U.S. President Donald Trump, in an interview with Reuters, said trade talks were under way with China. Traders said China made the first major purchase of U.S. soybeans since Washington and Beijing agreed to a temporary trade truce earlier this month.
Also, Trump said he would intervene in a case against a top executive at Huawei Technologies if it would help secure a trade deal.
The China news helped Wall Street, along with expectations Britain's Prime Minister might keep her job for now.
The S&P pared gains as the day wore on as investors were cautious about the rally's sustainability. But they found some technical reassurance as stocks have recently bounced back multiple times intraday after testing 2018 lows.
"We've had numerous retests of those lows. Each retest makes the support stronger," said Robert Phipps, director at Per Sterling in Austin, Texas. "We know where the likely floor is. There's some comfort in the market based on that belief."
But Phipps cautioned that while the market might stay above the 2018 lows it would likely continue to be volatile at least until a U.S.-China negotiating deadline at the end of February.
"Not only is Trump unlikely to seal a deal until the end of February but the rhetoric gets more abrasive the closer he gets to the deadline," he said. "There's a lot of political issues that are going to keep pressure on the market from now to the end of February."
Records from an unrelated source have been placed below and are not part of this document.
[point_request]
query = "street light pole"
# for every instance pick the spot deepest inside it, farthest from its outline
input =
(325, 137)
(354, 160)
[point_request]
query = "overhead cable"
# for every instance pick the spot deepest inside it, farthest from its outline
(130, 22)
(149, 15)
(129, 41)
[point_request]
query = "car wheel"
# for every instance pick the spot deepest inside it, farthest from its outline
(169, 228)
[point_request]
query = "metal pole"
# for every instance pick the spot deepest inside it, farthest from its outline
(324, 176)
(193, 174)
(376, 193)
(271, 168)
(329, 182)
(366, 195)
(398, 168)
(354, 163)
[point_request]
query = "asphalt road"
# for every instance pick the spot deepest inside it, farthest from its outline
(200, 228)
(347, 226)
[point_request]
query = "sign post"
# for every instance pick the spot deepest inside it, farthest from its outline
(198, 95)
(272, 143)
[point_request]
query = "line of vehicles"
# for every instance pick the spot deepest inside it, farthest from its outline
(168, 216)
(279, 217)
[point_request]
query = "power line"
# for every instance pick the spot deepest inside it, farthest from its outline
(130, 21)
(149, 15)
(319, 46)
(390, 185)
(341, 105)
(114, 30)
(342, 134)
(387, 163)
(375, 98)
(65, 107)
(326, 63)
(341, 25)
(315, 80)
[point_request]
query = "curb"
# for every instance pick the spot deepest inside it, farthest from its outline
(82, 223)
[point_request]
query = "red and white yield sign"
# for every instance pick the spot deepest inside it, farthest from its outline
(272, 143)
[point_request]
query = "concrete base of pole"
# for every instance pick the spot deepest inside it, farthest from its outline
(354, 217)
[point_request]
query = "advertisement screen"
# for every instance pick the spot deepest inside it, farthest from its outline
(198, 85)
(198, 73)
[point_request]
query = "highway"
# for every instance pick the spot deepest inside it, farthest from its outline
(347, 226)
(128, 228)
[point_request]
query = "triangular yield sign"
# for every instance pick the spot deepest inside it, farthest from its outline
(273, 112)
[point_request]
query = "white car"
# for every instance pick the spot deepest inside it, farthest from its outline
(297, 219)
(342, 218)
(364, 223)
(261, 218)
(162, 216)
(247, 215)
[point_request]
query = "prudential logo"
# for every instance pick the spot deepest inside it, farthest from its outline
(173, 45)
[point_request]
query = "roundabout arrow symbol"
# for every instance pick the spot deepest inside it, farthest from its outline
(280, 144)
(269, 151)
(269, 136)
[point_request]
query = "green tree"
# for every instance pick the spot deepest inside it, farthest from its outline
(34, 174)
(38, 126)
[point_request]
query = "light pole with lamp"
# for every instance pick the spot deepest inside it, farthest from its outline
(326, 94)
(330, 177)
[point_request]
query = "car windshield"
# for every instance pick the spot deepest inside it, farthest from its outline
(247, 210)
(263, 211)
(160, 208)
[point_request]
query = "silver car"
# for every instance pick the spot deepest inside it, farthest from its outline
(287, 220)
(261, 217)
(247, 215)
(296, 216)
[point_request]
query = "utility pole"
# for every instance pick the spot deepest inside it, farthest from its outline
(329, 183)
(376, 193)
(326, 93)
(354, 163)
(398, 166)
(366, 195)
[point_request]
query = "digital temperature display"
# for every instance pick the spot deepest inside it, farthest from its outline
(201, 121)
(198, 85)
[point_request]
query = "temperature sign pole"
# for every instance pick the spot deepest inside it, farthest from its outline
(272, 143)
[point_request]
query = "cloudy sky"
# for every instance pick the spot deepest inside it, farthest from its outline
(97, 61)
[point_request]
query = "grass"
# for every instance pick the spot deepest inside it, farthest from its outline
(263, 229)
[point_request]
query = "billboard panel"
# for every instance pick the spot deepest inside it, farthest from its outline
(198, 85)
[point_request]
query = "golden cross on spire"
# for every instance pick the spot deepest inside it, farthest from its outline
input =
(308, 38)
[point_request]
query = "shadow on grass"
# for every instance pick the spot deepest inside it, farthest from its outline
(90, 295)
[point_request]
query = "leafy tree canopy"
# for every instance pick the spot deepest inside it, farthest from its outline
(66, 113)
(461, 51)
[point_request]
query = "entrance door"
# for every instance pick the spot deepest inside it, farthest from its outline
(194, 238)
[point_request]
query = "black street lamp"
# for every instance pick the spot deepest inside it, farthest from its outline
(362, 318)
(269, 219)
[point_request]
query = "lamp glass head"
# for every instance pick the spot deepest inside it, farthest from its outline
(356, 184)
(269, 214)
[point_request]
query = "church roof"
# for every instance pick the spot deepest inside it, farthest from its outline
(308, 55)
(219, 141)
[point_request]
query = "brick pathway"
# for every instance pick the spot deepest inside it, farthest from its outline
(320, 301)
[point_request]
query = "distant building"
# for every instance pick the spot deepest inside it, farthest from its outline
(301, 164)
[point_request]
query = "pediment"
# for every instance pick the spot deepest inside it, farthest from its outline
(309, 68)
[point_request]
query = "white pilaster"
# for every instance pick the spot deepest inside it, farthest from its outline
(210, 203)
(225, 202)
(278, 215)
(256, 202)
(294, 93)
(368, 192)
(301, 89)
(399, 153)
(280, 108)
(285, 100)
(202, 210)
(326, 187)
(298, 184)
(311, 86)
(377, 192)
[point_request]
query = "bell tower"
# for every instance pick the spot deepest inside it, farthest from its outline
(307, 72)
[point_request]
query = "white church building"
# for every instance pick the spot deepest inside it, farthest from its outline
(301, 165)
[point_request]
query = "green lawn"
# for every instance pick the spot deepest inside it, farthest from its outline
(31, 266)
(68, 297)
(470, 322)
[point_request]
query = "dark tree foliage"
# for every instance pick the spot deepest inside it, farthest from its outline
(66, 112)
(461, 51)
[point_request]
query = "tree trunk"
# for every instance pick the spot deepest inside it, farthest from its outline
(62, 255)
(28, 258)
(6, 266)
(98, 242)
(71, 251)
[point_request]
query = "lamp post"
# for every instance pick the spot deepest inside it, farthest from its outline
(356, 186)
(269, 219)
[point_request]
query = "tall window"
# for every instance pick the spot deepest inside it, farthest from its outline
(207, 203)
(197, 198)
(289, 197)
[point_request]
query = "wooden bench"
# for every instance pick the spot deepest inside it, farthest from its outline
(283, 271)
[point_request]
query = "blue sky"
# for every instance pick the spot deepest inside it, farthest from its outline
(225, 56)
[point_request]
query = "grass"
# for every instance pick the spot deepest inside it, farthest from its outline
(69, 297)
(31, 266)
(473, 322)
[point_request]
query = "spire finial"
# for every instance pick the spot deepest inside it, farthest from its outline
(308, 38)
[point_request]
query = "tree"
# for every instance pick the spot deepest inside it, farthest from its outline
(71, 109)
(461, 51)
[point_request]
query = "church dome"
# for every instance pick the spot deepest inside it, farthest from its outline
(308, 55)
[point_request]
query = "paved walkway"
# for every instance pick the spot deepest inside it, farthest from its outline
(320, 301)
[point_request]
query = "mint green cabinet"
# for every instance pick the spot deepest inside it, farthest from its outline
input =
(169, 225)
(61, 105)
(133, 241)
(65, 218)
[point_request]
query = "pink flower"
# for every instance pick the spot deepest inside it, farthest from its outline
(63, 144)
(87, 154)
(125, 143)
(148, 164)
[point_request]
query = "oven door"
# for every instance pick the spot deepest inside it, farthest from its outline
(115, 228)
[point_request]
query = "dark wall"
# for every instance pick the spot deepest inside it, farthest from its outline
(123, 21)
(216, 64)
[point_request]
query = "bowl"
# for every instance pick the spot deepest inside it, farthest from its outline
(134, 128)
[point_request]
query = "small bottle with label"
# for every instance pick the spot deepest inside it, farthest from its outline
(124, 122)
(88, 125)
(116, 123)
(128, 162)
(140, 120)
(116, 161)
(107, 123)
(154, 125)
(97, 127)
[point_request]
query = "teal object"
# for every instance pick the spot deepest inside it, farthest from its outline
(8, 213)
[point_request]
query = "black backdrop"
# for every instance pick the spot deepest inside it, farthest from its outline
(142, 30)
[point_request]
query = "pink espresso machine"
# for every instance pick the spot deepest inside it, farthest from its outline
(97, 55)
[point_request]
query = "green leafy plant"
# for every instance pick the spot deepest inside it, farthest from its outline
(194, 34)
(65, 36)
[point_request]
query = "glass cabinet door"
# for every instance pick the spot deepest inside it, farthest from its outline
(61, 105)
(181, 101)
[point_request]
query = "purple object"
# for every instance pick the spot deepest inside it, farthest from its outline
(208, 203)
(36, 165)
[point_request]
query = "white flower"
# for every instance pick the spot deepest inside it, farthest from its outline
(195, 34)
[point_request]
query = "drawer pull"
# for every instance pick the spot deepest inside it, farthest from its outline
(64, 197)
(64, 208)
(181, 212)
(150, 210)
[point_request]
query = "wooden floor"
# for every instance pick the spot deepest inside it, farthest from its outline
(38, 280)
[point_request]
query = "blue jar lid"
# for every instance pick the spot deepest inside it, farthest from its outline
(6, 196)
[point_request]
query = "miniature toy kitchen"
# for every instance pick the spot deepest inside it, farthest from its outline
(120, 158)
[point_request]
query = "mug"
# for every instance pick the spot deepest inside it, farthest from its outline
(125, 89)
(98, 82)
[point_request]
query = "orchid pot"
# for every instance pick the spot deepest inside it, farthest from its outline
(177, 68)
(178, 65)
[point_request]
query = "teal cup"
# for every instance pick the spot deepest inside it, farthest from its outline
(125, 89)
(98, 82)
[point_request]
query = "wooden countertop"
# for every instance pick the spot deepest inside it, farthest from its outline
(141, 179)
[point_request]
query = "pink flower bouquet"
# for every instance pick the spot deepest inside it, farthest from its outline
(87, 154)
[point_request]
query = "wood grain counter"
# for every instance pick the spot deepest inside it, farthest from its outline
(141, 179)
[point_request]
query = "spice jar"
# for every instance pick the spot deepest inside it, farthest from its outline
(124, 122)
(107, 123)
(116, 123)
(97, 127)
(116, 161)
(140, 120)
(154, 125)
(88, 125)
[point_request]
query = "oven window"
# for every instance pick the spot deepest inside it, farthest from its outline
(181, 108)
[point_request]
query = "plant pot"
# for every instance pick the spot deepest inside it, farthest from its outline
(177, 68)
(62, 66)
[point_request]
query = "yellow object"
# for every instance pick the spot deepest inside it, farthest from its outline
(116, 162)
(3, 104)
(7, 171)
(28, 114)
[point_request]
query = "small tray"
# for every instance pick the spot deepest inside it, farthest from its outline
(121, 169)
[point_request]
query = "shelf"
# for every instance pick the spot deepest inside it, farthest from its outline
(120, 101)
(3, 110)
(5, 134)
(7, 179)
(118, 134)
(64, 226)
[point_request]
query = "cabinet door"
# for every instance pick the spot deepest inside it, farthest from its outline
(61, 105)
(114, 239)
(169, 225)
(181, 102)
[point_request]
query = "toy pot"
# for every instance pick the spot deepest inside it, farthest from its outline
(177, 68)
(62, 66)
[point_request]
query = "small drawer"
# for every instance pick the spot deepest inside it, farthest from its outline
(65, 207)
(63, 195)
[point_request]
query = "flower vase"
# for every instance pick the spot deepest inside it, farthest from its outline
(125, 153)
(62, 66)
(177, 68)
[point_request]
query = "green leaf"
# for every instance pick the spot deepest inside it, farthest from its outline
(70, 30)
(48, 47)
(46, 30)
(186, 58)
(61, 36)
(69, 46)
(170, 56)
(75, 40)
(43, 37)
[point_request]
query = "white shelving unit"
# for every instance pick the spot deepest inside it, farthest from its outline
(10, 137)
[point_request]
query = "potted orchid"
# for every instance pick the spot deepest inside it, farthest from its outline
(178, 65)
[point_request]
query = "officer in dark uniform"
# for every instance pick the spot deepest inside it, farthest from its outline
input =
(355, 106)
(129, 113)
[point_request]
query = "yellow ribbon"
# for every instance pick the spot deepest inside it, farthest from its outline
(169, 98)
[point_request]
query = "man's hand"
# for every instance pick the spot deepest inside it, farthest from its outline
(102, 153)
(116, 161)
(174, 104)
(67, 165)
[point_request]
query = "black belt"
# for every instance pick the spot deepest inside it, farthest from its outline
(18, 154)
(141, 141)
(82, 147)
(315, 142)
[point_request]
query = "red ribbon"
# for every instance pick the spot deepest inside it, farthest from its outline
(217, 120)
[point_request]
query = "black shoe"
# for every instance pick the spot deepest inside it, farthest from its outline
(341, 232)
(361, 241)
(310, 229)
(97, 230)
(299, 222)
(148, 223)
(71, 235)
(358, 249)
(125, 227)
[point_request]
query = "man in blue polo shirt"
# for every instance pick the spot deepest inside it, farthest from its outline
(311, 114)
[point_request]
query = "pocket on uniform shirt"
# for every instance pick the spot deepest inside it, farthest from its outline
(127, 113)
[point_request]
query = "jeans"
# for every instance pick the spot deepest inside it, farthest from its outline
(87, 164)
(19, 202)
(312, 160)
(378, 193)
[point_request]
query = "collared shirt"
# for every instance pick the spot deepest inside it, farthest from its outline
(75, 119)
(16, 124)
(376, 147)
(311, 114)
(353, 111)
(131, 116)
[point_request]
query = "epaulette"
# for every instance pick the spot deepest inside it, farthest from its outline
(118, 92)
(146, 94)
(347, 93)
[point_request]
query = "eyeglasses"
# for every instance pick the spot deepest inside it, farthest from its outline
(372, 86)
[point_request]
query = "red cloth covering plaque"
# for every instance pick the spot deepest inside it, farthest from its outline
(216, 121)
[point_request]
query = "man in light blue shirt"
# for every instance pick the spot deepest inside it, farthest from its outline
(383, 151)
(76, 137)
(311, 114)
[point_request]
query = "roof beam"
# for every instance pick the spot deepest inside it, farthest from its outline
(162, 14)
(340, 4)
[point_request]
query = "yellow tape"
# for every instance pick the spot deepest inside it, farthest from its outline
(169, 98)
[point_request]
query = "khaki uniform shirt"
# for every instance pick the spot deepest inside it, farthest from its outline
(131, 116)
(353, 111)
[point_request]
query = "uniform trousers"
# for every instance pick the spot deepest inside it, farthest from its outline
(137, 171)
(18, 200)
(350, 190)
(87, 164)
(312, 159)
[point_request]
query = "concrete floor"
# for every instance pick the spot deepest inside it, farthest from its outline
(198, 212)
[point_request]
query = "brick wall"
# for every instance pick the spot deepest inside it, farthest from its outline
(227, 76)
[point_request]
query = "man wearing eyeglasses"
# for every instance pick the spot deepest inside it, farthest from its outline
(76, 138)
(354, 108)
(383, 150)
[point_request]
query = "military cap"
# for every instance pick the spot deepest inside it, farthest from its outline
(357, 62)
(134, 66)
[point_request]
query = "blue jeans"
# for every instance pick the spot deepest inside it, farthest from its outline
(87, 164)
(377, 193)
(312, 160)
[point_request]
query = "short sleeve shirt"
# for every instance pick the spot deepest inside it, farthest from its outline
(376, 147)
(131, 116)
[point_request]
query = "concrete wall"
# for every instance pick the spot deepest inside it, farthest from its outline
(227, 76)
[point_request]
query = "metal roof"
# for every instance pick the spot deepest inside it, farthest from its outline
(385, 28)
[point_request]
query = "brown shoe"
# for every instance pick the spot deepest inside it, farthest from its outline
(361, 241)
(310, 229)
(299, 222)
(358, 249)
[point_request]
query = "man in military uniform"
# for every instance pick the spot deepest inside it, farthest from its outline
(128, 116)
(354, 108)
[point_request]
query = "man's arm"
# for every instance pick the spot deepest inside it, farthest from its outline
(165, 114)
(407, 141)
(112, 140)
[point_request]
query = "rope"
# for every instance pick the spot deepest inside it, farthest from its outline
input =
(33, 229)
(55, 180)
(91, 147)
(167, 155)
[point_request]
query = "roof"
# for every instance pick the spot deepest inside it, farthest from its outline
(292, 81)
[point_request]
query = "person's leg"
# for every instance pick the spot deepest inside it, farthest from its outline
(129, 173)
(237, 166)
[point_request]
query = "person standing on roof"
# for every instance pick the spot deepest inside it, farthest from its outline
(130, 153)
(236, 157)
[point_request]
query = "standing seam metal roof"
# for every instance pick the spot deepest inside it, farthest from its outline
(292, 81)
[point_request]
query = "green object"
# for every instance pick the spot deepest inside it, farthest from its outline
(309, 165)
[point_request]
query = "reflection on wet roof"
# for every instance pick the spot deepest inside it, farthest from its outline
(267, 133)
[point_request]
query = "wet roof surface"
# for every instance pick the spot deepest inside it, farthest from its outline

At 3:13 p.m. ET, the Dow Jones Industrial Average (DJI) rose 305.22 points, or 1.25 percent, to 24,675.46, the S&P 500 (SPX) gained 31.8 points, or 1.21 percent, to 2,668.58 and the Nasdaq Composite (IXIC) added 114.04 points, or 1.62 percent, to 7,145.87.
Of the S&P's 11 major sectors 9 were in positive territory with 8 showing gains of around 1 percent or more. The real estate sector <.SPLRCR> was the biggest loser with a 1.4 percent drop while utilities (SPLRCU) followed with a 0.4 percent decline, showing a lack of appetite for defensive sectors.
The S&P technology sector (SPLRCT) gained 1.6 percent, providing the biggest support to the benchmark. The sector is heavily exposed to China trade.
Trading has been especially choppy in the past few days amid a slew of headlines on topics ranging from China trade and a potential U.S. government shutdown to uncertainty around Britain's divorce from the European Union.
After British Prime Minister Theresa May struggled to reach an exit deal this weak investors contemplated the possibility of a disorderly "no-deal" departure or another referendum.
May promised on Wednesday to step down before the next parliamentary election due in 2022, hoping to win over wavering lawmakers before a no-confidence vote triggered by Brexit supporters.
China-based music streaming company Tencent Music Entertainment (N:TME) was last up 7.9 percent in its U.S. debut.
Advancing issues outnumbered declining ones on the NYSE by a 2.69-to-1 ratio; on Nasdaq, a 2.48-to-1 ratio favored advancers.
The S&P 500 posted 14 new 52-week highs and 6 new lows; the Nasdaq Composite recorded 21 new highs and 141 new lows.